4.2. Teaching Reading With Adults. [This paper discusses literacy as the mastery of graphics technology. It shows how the basic elements of the graphic medium - its relative permanence, its ability to be arrayed in space, and its use of the properties of light - work together to permit literates to generate (write) and access (read) massive collections of knowledge; to analyze and synthesize discrete information into coherent bodies of knowledge, and to perform complex procedures with accuracy and efficiency.
4.3. Seven Pioneering Adult Literacy Educators in the History of Teaching Reading With Adults in the United States. [Throughout the 20th century both Synthetic and Analytic methods of teaching reading were favored by different adult literacy educators. Favoring the Synthetic or "code" methods are Harriet A. Jacobs, J. Duncan Spaeth and Frank Laubach. Favoring the Analytic or "meaning making " methods are Cora Wilson Stewart, Paul Witty, Francis P. Robinson, and Septima Poinsette Clark. This paper discusses teaching innovations introduced by each of these pioneers in adult literacy education.]
5.1. Toward a Multiple Life Cycles Education Policy: Investing in the Education of Adults to Improve the Educability of Children. [This paper argues for education policy that recognizes that literacy is transferred across generations from parents to their children. Therefore, we need to have a much larger investment in the education of youth and adults who are parents or who will be parents. Adult literacy education affects multiple life cycles. An extensive review is presented of research on early childhood education, relationships of parent's education to children's literacy, parenting and preschool effectiveness, and other issues.]

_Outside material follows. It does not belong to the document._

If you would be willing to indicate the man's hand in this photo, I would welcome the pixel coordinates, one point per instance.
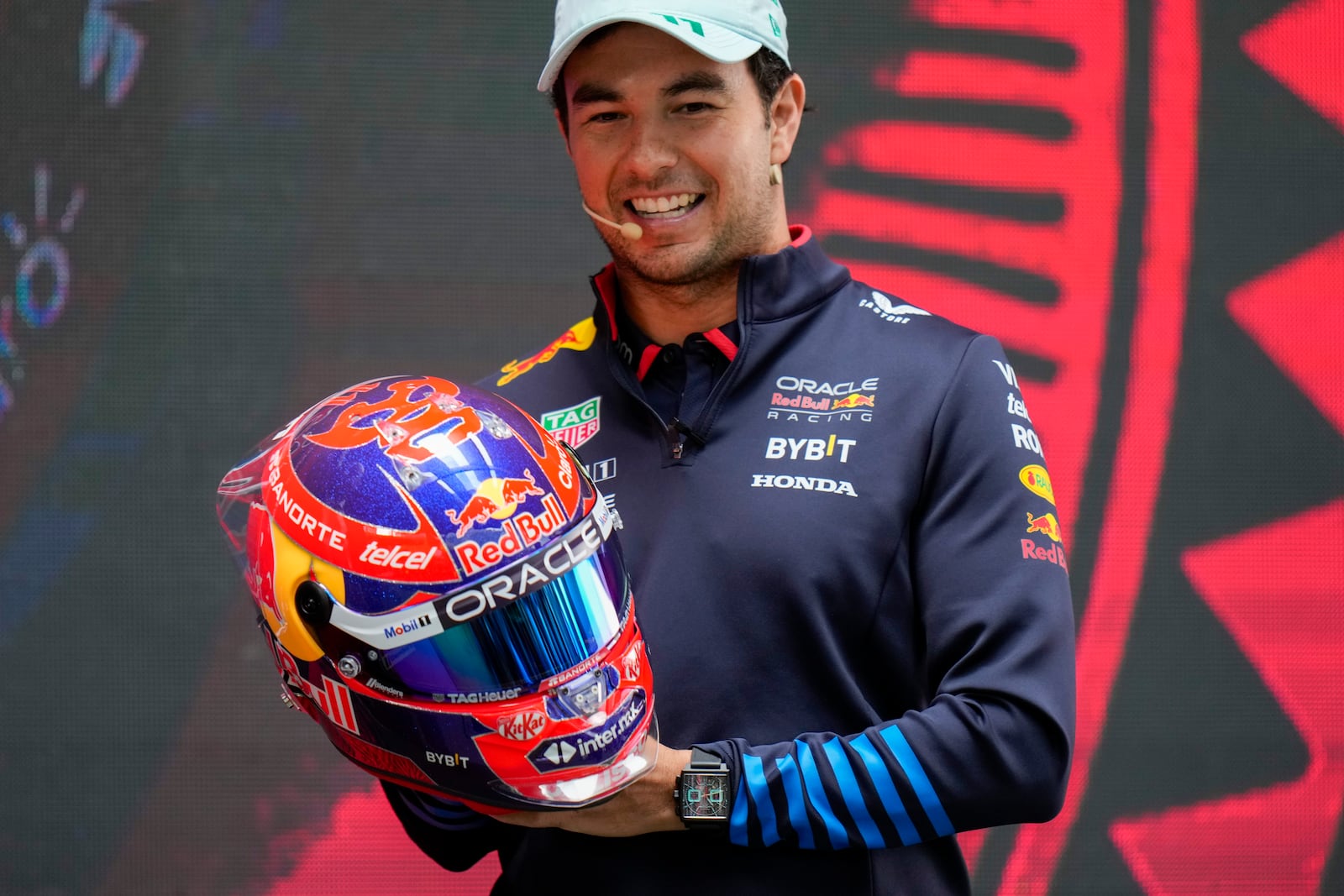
(642, 808)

5.2 Reforming Adult Literacy Education: Transforming Local Programs Into National Systems In Canada, the United Kingdom & the United States. [Activities are underway in these three nations for transforming adult literacy education from a variety of disparate programs into organized systems of education for adults. Activities include: 1. Scale of Need: determining how many adults are in need of adult basic skills education. 2. Access to Provision: determining how many adults are aware of, have access to and enroll in adult literacy education provision. 3. Nature of Provision: determining the nature of the delivery system of adult literacy provision. 4. Quality of Provision: determining the need for improved quality. 5. Accountability of Provision: improving methods for determining student learning and other outcomes.]